# Sundowner Trailer Horror Story...



## Ashleysmardigrasgirl

saddly I read a post by another user very similar to yours only a month or two back that may help you if you didn't already know.


----------



## Dreamcatcher Arabians

Problem is, they're going to take the position that had you done yearly inspections as part of your maintenance routines, the rust would have been discovered and easily repaired. I have a steel trailer, not Sundowner, and I inspect it at least once a year but generally I pull everything and crawl under it, 2 times/year to prevent/repair and rust issues.


----------



## LegendsChic

Boy am I glad I read this!! We are looking at trailers to purchase, and I was really leaning towards a Sundowner. I will certainly be much more aware. My husband is pretty good about looking at the floor, but just knowing there is this issue, certainly puts us more aware.


----------



## Joe4d

Pee and manure are corrosive. You have to wash them out . Any trailer that isnt washed out regularly after each ride is gonna have rust issues. Ive got a 01 sundowner, had it undercoated, I spray it out regularly and dont have any issues. Sorry but I think if you had done basic cleaning and upkeep on it you wouldn't have this problem. Sundowner and court judges will probably say the same thing.


----------



## mls

Dreamcatcher Arabians said:


> Problem is, *they're going to take the position that had you done yearly inspections as part of your maintenance routines, the rust would have been discovered and easily repaired. *I have a steel trailer, not Sundowner, and I inspect it at least once a year but generally I pull everything and crawl under it, 2 times/year to prevent/repair and rust issues.


 
Yes.

As part of the warranty coverage (and we do not own Sundowners), we were required to pull the mats and clean the trailer. I strip everything and powerwash both of our trailers a miminim of once a year. 

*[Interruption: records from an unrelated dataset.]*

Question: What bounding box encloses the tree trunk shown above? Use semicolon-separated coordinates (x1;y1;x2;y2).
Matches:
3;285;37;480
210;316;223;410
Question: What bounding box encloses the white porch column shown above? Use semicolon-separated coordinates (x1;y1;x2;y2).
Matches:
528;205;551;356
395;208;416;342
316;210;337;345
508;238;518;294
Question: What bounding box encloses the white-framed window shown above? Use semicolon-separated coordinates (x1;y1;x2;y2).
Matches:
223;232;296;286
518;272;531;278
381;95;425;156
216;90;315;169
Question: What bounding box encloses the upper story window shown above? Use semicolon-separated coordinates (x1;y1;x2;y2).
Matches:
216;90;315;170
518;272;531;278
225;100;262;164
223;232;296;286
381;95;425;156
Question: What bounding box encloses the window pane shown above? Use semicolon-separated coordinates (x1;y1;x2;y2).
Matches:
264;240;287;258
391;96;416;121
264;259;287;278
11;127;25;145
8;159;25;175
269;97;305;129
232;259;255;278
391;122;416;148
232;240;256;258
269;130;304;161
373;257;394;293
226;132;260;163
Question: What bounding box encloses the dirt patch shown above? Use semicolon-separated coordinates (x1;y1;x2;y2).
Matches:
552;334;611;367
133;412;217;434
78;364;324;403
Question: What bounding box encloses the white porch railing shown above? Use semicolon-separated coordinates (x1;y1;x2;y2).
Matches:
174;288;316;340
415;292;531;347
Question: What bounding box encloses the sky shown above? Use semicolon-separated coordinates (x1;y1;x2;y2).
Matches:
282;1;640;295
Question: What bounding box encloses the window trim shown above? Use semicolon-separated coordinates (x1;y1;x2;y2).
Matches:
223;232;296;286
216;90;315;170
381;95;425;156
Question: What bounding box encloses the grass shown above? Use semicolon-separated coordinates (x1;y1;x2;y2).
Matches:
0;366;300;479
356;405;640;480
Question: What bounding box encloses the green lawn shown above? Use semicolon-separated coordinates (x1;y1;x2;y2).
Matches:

Actually I don't see why anyone would NOT want to keep their trailers clean as a matter of pride much less any other reason . . .


----------



## Nanse

Wow. Why do you assume (makes an "-- of u and me") I have a filthy trailer, folks?! Golly. I was hoping for some support, not crucifixion from the community. Please don't bother to add nasty comments to a tragic situation--it really hurts!

For *everyone's* information, *Sundowner used a type of undercarriage powder coating that was defective and allowed moisture and corrosive elements like calcium and sodium chloride used on winter roads *to oxidize the frame and floor thru cracks or flaws in the coating.The results are severe rust or rot you can't see under the exterior coating that remains intact--until it falls off or chunks off like mine is. My trailer is one year out of warantee,has had maintainance too (Sundowner dealer), and the problem has NOTHING to do with what's in the trailer-pee, poop, whatever (which clearly should be cleaned out!!). The issue with the defective frame has been going on quietly for years. Sundowner is aware there are hundreds of trailers affected by frame and floor corrosion which are occuring in well-maintained trailers--and again, not all trailers made in this period were affected. Glad if yours isn't. Don't post on this comment unless you are one of the unfortunates who trusted this "excellent" company and now are left holding the bag because the trailer you bought or are paying for and now can't use has been *proven to be manufactured in a way to prove defective*. It's notable that Sundowner is very well aware of the issue and has not issued any kind of a warning, or inspection mandate, for the thousands of trailers out there that potentially have this kind of horrible problem. I've been in horses for over 40 years and remember Sundowner's opening as a company--and always dreamed of owning one. It took 25 years.
Dream has become a nightmare keeping me from earning income as an instructor/coach. Trailer will cost 6-7K to fix. Now what...?


----------



## Chevaux

Two things come to mind for me: 1) I do not know where you are from but is there not a better business bureau or consumer protection place you can speak to? Also, to whom did you speak to about the corrosion -- was it the dealership or did you go higher up and talk to the Sundowner company? A good company does not want its reputation tarnished so (I would think) when presented with irrefutable facts would be willing to reach some sort of agreement to make things right. 2) With regard to your payments, to whom are you making them? If it's the trailer company or dealership what happens if you stop making your payments?


----------



## eclipseranch

I own a 3H Sundowner w/LQ I have had zero problems, in fact I love it. However, If you have documentation that supports your claim then go forth with what you can. I don't think any one above was trying to crucify you, but the courts will require solid documentation for a claim of any kind, otherwise, it probably won't get passed a lawyers desk.
hope you have a wonderful day!


----------



## COWCHICK77

Nanse, you are not the only one with that problem. I had a friend that was a trailer salesperson for many years, she also suggested to not buy a Sundowner during a certain time period because of the problems. The trailer didn't have to be uncared for to rot.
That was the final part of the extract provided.